Music Pairing: Christmas Wrapping by The Waitresses

You’ll need a dedicated 15 minutes to prepare this eggnog, so plan on making it when you can give it your full attention. I start off making a zabaglione-like base (an Italian pastry cream used in tiramisu), and then stir in the milk. It’s a gentler way to cook the egg yolks, and ensure they don’t curdle or break.

I first tried it using the whole egg, but it was missing richness and depth, so I decided to save the whites for my royal icing and go with just the yolks. Many eggnog recipes call for cream and whole milk—it’s rare to find a lower fat version. Look no further, though—I made mine with 2% milk and honestly can’t imagine enjoying a whole glass with a heavier version. A splash of bourbon is totally optional.
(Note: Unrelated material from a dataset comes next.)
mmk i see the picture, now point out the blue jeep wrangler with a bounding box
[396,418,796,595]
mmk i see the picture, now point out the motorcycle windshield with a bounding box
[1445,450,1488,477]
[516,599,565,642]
4 large egg yolks (save the whites for a later use)

3/4 cup (150 grams) natural cane granulated sugar

1/2 vanilla bean, split in half

4 cups (1 liter) 1% or 2% milk

Freshly grated nutmeg, to taste (a generous pinch for me)

Get the double boiler going: Fill a 3.5-quart pot one-third of the way up with water. Set it over high heat, cover and bring to a boil.

Meanwhile, add the egg yolks and sugar to a 2-quart metal or glass bowl that will fit securely on top of the pot. Whisk vigorously until well combined and the egg mixture drops in thick ribbons when you hold the whisk over the bowl.

Remove the lid from the pot, and reduce the boiling water to a gentle simmer (little bubbles popping to the surface). Place the bowl on top of the pot. Whisk vigorously for five minutes, until the mixture is thickened and the sugar is mostly melted.

Scrape the seeds from the vanilla bean, and add them to the egg-sugar mixture. Whisk  to combine. Slowly whisk in 1 cup of the milk. Whisk vigorously to mix it well. Whisk in the remaining milk. Whisk in the nutmeg. Continue to cook the eggnog, whisking constantly, for 10 more minutes.

At this point you can serve the cooked eggnog warm. Alternatively, you can transfer it to a glass bottle. Let it cool for 30 minutes on the counter, then cover, and place the bottle in the fridge until thoroughly chilled, about 4 hours.